Kön­nen Sie Ihre per­sön­li­che Art des Betens in Wor­te fassen?
Ich habe mir eines der Lieb­lings­ge­be­te von Fran­zis­kus zu eigen gemacht. Am schöns­ten ist es auf Ita­lie­nisch: „Dio mio e tut­to“ – „Gott, mein Gott und mein alles“. Wenn es mir nicht danach ist, die Wor­te aus­zu­spre­chen, mache ich es ein­fach mit Gebär­den. Dio (Gott): Ich erhe­be mei­ne Hän­de und Arme zum Him­mel und ver­wei­le. Mio (mein): Ich lege mei­ne Hän­de auf das Herz, neh­me mich wahr und ver­wei­le. E tut­to: Ich brei­te mei­ne Arme in Kreuz­form aus und füh­le mich den Geschöp­fen und der Welt verbunden.

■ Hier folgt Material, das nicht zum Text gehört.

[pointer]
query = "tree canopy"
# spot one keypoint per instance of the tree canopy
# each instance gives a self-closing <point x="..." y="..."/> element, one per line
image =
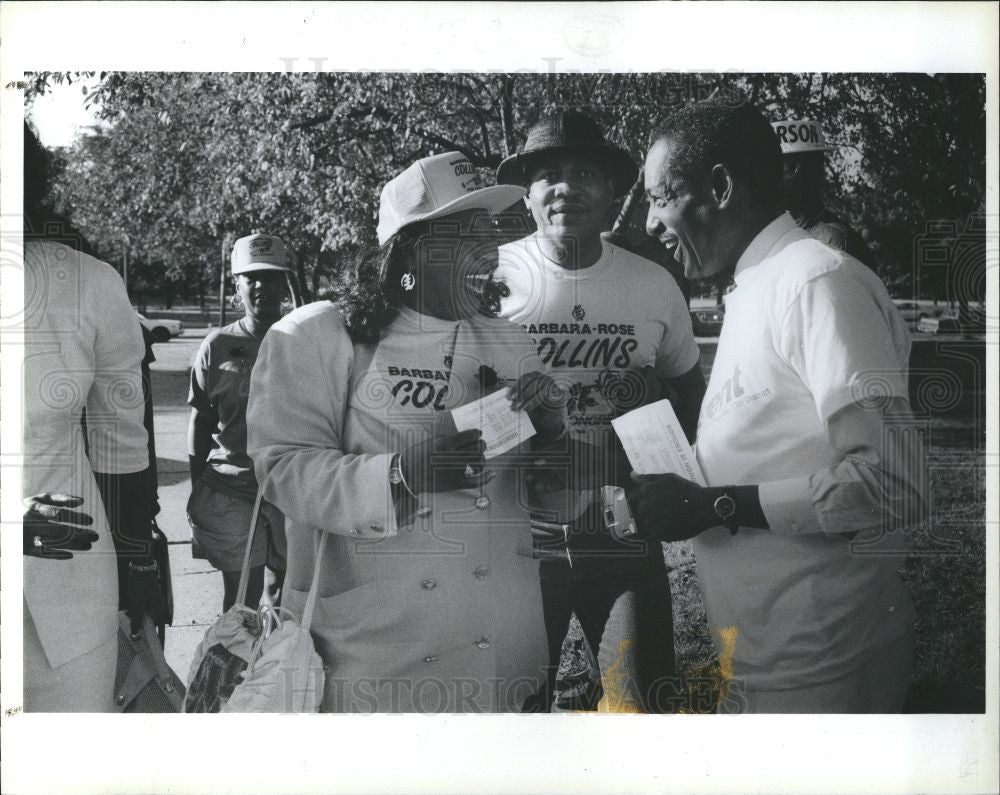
<point x="184" y="163"/>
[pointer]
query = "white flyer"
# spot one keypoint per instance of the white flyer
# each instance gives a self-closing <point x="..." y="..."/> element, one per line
<point x="502" y="427"/>
<point x="655" y="442"/>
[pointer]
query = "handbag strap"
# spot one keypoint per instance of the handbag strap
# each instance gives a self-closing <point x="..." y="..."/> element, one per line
<point x="314" y="586"/>
<point x="241" y="592"/>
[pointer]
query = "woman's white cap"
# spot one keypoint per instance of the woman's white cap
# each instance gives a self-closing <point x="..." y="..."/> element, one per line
<point x="437" y="186"/>
<point x="258" y="253"/>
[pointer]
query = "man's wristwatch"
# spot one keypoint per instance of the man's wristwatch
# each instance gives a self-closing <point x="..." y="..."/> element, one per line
<point x="395" y="470"/>
<point x="396" y="473"/>
<point x="725" y="508"/>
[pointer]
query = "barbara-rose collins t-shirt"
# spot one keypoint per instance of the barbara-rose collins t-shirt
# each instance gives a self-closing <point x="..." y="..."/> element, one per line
<point x="606" y="321"/>
<point x="808" y="331"/>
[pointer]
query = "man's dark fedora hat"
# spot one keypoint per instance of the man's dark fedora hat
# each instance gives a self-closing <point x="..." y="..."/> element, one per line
<point x="567" y="132"/>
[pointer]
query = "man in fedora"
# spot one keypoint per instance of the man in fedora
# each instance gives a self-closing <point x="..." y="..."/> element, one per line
<point x="803" y="150"/>
<point x="616" y="333"/>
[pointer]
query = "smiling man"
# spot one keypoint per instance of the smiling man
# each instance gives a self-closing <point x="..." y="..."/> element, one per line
<point x="805" y="436"/>
<point x="616" y="333"/>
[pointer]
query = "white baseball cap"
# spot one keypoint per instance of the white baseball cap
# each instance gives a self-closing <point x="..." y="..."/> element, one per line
<point x="258" y="253"/>
<point x="437" y="186"/>
<point x="797" y="136"/>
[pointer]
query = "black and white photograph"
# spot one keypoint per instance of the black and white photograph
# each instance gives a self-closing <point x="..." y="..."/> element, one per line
<point x="531" y="415"/>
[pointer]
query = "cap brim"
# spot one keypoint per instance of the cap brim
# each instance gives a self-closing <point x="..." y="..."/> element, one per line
<point x="493" y="199"/>
<point x="511" y="170"/>
<point x="258" y="266"/>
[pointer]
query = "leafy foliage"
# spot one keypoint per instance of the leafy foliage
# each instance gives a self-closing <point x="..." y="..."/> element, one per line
<point x="186" y="162"/>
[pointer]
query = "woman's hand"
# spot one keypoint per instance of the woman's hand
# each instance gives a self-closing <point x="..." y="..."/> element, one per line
<point x="47" y="532"/>
<point x="445" y="463"/>
<point x="544" y="401"/>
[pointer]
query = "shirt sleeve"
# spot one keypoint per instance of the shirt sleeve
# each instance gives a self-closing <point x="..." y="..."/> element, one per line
<point x="844" y="344"/>
<point x="881" y="483"/>
<point x="677" y="352"/>
<point x="847" y="358"/>
<point x="116" y="434"/>
<point x="199" y="389"/>
<point x="295" y="418"/>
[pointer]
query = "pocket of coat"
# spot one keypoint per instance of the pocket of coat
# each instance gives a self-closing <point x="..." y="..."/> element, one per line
<point x="344" y="609"/>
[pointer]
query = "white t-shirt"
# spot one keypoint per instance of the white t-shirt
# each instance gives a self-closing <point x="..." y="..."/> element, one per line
<point x="617" y="316"/>
<point x="622" y="313"/>
<point x="808" y="331"/>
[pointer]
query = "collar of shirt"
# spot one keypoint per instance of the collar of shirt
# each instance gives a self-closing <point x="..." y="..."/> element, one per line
<point x="768" y="239"/>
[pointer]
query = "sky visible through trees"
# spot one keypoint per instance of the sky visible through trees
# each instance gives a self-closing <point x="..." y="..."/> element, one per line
<point x="184" y="163"/>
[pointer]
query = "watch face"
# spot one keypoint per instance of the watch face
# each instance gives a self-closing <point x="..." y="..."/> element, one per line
<point x="395" y="473"/>
<point x="725" y="506"/>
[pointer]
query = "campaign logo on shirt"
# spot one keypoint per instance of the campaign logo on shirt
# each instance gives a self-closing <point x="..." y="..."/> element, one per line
<point x="731" y="395"/>
<point x="420" y="387"/>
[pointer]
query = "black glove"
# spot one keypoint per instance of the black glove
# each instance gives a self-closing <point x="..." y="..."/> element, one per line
<point x="670" y="508"/>
<point x="46" y="532"/>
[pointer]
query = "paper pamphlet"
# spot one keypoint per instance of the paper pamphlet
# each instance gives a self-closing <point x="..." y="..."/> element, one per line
<point x="502" y="427"/>
<point x="655" y="442"/>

Wie ist Gebet mit All­tag verbunden?
Ich lie­be ein Wort aus dem Zen-Bud­dhis­mus: »Vor der Erleuch­tung: Holz hacken und Was­ser tra­gen. Nach der Erleuch­tung: Holz hacken und Was­ser tra­gen.« Beten ist dem­nach ein Zwi­schen­raum. Der Weg des Gebe­tes führt in den All­tag. Ich möch­te ver­su­chen, mein all­täg­li­ches Leben mit den Augen Got­tes zu sehen. Manch­mal ent­de­cke ich, dass unter der grau­en Asche des Bana­len doch eine Glut brennt. Und wenn ich die­se Glut zulas­se, die­se Sehn­sucht, viel­leicht auch den Schmerz, dass ich weit weg bin von Gott, dann fängt in mei­nem Inne­ren etwas an zu heilen.

 

Zur Per­son:
Br. Hel­mut Schle­gel wur­de 1943 in Riedlingen/Donau gebo­ren. 1963 trat er in den Fran­zis­ka­ner­or­den ein, 1969 wur­de er zum Pries­ter geweiht. Br. Hel­mut arbei­te­te unter ande­rem als Kaplan und Jugend­pfar­rer, als Lei­ter des Exer­zi­ti­en- und Bil­dungs­hau­ses Hof­heim und als Lei­ter des Zen­trums für christ­li­che Medi­ta­ti­on und Spi­ri­tua­li­tät. Er war eini­ge Jah­re Pro­vin­zi­al der Thü­rin­gi­schen Fran­zis­ka­ner­pro­vinz und ist außer­dem als Buch- und Rund­funk­au­tor sowie Tex­ter im Bereich neu­es geist­li­ches Lied bekannt.

Das Inter­view führ­te Br. Tho­mas Dien­berg und ist zuerst in cap!, dem Maga­zin der Kapu­zi­ner erschienen.